Despite the unsuccessful sale of several Government Land Sales (GLS) sites this year, residential development sites sold via GLS tenders continued to make up the majority (42%) of total investment sales for the year.
Four GLS sites on the Confirmed List for 2024 failed to be awarded: the 6.5ha master developer white site in the Jurong Lake District (JLD), the 1.73ha white site at Marina Gardens Crescent, the 62,046 sq ft site at Media Circle fully zoned for long-stay serviced apartments (SA2), and a 262,875 sq ft site at Upper Thomson Road (Parcel A) that included an SA2 component.
According to Wong, the main reason for the unawarded sites was the tenders’ low bid prices, driven by site-specific concerns, such as large land quantum or untested markets. Interest rate concerns and development risks exacerbated these factors.
CBRE’s Song does not anticipate the trend of unawarded GLS sites to continue in 2025, as the new sites on the Confirmed List are generally well distributed across Singapore to cater to a variety of demand and needs. She also notes that most of these sites are within walking distance of MRT stations and amenities.
Wong expects developers to increase their land acquisition activities cautiously and selectively next year.
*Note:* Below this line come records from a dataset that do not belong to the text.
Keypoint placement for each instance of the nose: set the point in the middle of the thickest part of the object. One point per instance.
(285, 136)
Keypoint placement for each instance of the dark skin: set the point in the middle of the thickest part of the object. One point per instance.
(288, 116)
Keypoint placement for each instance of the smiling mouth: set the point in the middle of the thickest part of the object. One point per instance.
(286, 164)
In November, a 50:50 joint venture between UOL Group and CapitaLand Development agreed to purchase the 255-unit Thomson View condo for $810 million. The deal was done after the reserve price was reduced from $918 million to $808 million in October. The 5ha site, which sits on a land plot spanning 504,314 sq ft with a 99-year lease from April 1975 and a plot ratio of 2.1, will be developed into a 1,240-unit residential project.
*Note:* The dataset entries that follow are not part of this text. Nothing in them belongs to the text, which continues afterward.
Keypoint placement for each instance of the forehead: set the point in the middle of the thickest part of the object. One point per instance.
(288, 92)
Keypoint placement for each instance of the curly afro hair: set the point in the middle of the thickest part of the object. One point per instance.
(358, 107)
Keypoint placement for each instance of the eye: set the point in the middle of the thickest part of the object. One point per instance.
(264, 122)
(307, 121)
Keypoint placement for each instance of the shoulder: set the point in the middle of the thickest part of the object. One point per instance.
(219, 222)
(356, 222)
The retail sector in Singapore also showed promising signs of recovery, with a notable year-on-year growth of 149% in investment value, reaching $3.3 billion. According to Wong, this is due to growing investor interest and steady operating fundamentals.
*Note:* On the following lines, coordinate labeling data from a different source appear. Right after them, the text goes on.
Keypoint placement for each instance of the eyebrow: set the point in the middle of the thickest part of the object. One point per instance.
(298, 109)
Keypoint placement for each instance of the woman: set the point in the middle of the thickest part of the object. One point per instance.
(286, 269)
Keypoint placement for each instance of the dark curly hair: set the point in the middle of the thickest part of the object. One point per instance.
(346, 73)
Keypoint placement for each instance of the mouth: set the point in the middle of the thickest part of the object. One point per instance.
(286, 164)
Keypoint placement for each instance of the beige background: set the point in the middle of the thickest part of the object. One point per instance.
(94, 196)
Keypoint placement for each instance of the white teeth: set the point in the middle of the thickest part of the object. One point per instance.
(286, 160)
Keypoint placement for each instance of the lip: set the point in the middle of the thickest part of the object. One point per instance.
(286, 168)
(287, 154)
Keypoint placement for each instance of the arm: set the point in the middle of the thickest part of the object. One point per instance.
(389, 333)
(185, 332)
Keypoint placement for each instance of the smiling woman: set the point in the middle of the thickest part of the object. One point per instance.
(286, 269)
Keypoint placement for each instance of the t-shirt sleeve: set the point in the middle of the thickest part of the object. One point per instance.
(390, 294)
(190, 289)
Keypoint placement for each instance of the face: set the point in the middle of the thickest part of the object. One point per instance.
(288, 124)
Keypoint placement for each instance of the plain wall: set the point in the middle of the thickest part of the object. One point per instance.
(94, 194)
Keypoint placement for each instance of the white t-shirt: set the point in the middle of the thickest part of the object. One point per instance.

The office segment also showed signs of recovery, with a 15.7% year-on-year increase in investment value, reaching $2.37 billion. This was driven by a return-to-office trend normalisation.
On the other hand, the shophouse market saw a 49.7% year-on-year fall in investment value, reaching $584 million. This was likely due to dampened investor sentiments following the money laundering investigations in August 2023.
C&W’s Wong remains optimistic about seeing an increase in high-value deals next year, especially with the expected interest rate cuts by the US Fed. He also points out that while overall borrowing costs are falling, they remain higher than pre-pandemic levels. Wong believes that asset owners will seek to divest to rebalance their portfolios, resulting in more assets brought to the market next year.
CBRE’s Song also expects institutional investors to return to the market after sitting on the sidelines, although she notes that a slower-than-expected recovery may occur if the US Fed’s interest rate cuts are slower and lower than market expectations.
Barring any macroeconomic shocks, CBRE Research predicts a 10% increase in investment volumes in 2025 from 2024.